The practical effect of the ruling was dramatic for this particular case: after nearly three decades of litigation, Hyatt's massive damages award was wiped out. More broadly, the decision established a firm constitutional rule that states cannot be sued in each other's courts, giving states a shield that many had long sought.
Concurring Opinions
Justice Thomas's majority opinion itself addressed stare decisis at length, essentially functioning as both the holding and a defense of overruling precedent; no separate concurring opinions were filed.
Dissenting Opinions
Stephen Breyerjoined by Ruth Bader Ginsburg, Sonia Sotomayor, Elena Kagan
Justice Breyer argued that Nevada v. Hall was correctly decided and that the majority had no good justification for overruling a 40-year-old precedent. He contended that nothing in the Constitution's text grants states immunity from suit in each other's courts, and that the majority's willingness to discard settled law threatened the Court's institutional legitimacy and the stability of the rule of law.
- The Constitution's text only addresses sovereign immunity in the context of federal courts (the Eleventh Amendment), and the framers' silence about state-court immunity suggests they did not intend to provide it.
- Stare decisis is not merely a policy preference but a foundational pillar of the legal system, and the majority failed to identify any special justification — such as changed circumstances or proven unworkability — for overruling a decades-old precedent.
- The majority's reasoning could destabilize other areas of law by signaling that longstanding precedents may be overruled simply because a new majority of justices disagrees with the original decision.

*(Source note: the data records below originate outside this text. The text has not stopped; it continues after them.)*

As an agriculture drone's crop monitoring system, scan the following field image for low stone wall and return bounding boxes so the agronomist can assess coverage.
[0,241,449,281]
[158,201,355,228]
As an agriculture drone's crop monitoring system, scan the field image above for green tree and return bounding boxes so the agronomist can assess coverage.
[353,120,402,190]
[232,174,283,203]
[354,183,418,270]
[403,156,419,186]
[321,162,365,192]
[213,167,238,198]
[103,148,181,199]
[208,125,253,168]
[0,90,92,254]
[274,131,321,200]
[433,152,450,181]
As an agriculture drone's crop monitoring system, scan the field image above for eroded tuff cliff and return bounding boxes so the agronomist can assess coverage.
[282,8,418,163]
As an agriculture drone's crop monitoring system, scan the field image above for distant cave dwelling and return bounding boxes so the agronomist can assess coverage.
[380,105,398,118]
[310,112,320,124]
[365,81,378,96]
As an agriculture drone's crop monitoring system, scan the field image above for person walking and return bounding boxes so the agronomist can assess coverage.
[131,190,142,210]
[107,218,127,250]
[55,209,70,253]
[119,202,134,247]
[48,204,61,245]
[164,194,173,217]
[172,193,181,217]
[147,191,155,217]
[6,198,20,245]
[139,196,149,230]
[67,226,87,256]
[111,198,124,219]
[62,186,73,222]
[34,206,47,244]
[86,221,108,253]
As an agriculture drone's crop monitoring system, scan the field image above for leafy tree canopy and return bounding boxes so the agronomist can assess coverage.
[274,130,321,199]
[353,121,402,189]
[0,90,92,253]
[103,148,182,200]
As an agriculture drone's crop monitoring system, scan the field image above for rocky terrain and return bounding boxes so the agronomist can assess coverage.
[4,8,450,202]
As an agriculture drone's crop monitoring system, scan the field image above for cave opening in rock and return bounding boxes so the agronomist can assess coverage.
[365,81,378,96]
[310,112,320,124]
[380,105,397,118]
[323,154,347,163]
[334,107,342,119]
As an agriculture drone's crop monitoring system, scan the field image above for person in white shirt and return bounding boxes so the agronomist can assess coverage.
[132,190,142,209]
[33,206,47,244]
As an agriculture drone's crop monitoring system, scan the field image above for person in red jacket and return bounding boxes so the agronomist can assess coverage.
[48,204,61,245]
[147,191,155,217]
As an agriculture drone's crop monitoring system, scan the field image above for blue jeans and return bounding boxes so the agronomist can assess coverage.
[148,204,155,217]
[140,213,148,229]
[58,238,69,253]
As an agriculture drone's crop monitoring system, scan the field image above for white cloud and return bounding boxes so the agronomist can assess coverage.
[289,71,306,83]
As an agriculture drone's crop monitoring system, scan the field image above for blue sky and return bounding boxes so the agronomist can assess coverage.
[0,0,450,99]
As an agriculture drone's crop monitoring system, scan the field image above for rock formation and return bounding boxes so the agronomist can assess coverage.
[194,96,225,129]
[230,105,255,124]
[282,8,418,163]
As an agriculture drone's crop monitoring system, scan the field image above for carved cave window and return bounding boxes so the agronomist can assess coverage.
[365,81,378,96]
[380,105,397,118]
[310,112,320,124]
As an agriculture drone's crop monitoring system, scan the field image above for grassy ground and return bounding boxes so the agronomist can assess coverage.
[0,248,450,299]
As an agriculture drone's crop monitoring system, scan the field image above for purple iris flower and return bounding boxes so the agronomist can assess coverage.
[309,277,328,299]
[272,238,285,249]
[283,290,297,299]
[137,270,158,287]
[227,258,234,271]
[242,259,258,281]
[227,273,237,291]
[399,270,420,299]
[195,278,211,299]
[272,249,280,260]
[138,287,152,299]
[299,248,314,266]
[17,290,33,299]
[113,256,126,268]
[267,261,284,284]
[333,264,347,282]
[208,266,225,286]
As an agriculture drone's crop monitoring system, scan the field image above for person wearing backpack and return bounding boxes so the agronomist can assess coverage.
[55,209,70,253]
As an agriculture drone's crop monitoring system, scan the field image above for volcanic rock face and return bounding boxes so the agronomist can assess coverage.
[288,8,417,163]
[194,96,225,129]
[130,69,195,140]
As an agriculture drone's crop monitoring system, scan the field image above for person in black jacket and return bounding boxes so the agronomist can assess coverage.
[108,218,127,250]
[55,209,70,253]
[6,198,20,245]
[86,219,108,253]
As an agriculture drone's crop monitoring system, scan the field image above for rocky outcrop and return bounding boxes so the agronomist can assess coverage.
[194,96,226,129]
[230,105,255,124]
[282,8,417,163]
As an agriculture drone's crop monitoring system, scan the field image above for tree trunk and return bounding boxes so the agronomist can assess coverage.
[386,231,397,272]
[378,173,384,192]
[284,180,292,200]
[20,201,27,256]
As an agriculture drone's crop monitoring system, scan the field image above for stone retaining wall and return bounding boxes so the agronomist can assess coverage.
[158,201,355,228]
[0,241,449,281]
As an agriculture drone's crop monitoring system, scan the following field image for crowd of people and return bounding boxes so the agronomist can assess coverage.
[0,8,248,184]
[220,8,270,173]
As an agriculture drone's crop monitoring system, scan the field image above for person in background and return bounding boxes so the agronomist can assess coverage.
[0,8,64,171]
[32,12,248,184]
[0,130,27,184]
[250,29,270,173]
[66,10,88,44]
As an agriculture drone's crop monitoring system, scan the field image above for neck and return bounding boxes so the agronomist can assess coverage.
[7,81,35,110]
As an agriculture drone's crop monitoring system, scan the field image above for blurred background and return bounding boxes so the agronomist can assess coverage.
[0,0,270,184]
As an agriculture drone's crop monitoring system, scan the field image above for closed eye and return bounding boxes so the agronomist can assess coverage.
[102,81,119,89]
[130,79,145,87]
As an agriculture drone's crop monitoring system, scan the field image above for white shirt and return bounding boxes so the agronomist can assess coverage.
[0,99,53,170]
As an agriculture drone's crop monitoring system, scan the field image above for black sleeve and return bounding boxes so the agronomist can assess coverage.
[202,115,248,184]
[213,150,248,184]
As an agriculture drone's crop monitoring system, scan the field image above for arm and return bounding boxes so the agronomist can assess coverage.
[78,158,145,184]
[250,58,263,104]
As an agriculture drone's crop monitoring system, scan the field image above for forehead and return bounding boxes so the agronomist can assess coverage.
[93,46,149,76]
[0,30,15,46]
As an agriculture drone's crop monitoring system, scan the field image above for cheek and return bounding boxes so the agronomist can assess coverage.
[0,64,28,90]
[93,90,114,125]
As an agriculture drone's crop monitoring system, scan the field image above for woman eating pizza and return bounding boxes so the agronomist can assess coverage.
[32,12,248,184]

- The dissent warned that the decision would leave individuals like Hyatt with no remedy when a state agency commits torts against an out-of-state citizen, since the offending state is unlikely to consent to being sued in its own courts.
Background & Facts
Gilbert Hyatt was a prolific inventor who earned substantial income from his patents, including one related to computer technology. In 1991, Hyatt claimed he had moved from California to Nevada — a state with no personal income tax. California's Franchise Tax Board (FTB), the agency responsible for collecting state taxes, believed the move was a sham designed to avoid paying California income taxes on millions of dollars of patent royalties. The FTB launched an audit that would drag on for years and, according to Hyatt, become extraordinarily aggressive and invasive — allegedly including rifling through his private trash, contacting his neighbors and business associates, and making false representations during the investigation.
Hyatt responded by suing the FTB in Nevada state court, claiming the agency had committed various torts (legal wrongs like fraud and invasion of privacy) during its audit. The FTB argued it could not be hauled into the courts of another state at all, invoking the doctrine of sovereign immunity — the ancient principle that a sovereign government cannot be sued without its own permission. However, a 1979 Supreme Court decision called Nevada v. Hall had ruled that the Constitution does not prevent one state from being sued in the courts of another state.
This long-running dispute reached the U.S. Supreme Court not once but three times. In 2003, the Court ruled that Nevada courts could hear the suit under the existing precedent of Nevada v. Hall. The case went back to the Nevada courts, where a jury awarded Hyatt nearly $500 million in damages. On appeal, the case returned to the Supreme Court in 2016, but with only eight justices sitting after the death of Justice Scalia, the Court split 4–4 and could not resolve the sovereign immunity question.
The FTB petitioned the Court a third time, directly asking the justices to overrule Nevada v. Hall and hold that states are constitutionally immune from being sued in each other's courts. The Supreme Court agreed to hear the case, recognizing the significance of the sovereign immunity question that it had been unable to resolve in 2016.
The Arguments
The FTB argued that the Constitution implicitly guarantees that no state can be dragged into another state's courts without its consent, and that the 1979 decision in Nevada v. Hall was wrongly decided and should be overruled. As a sovereign entity, California should not have to answer to Nevada's judicial system.
- At the time the Constitution was adopted, sovereign immunity was a widely understood and fundamental attribute of statehood, and the states would not have ratified a Constitution that stripped them of this protection against each other.
- The constitutional structure — including provisions like the Full Faith and Credit Clause and the principles underlying the Eleventh Amendment — presupposes that states retain their dignity and sovereign immunity in their dealings with one another.
- Nevada v. Hall was a poorly reasoned outlier that has caused confusion and unfairness, and the principles of stare decisis do not require the Court to maintain a precedent that was wrong from the start.
Hyatt argued that the 40-year-old precedent of Nevada v. Hall was correctly decided and that nothing in the Constitution's text explicitly grants states immunity from suit in each other's courts. Overruling settled precedent would be unjustified, especially after decades of reliance.
- The text of the Constitution does not anywhere say that states are immune from suit in the courts of other states — the Eleventh Amendment only addresses suits in federal courts, not state courts.
- The principle of stare decisis strongly counsels against overruling a precedent that has been the law for four decades and that Congress and the states have relied upon.
- Allowing states to be sued in other states' courts is a practical necessity to ensure that state agencies can be held accountable when they commit wrongs against citizens of other states.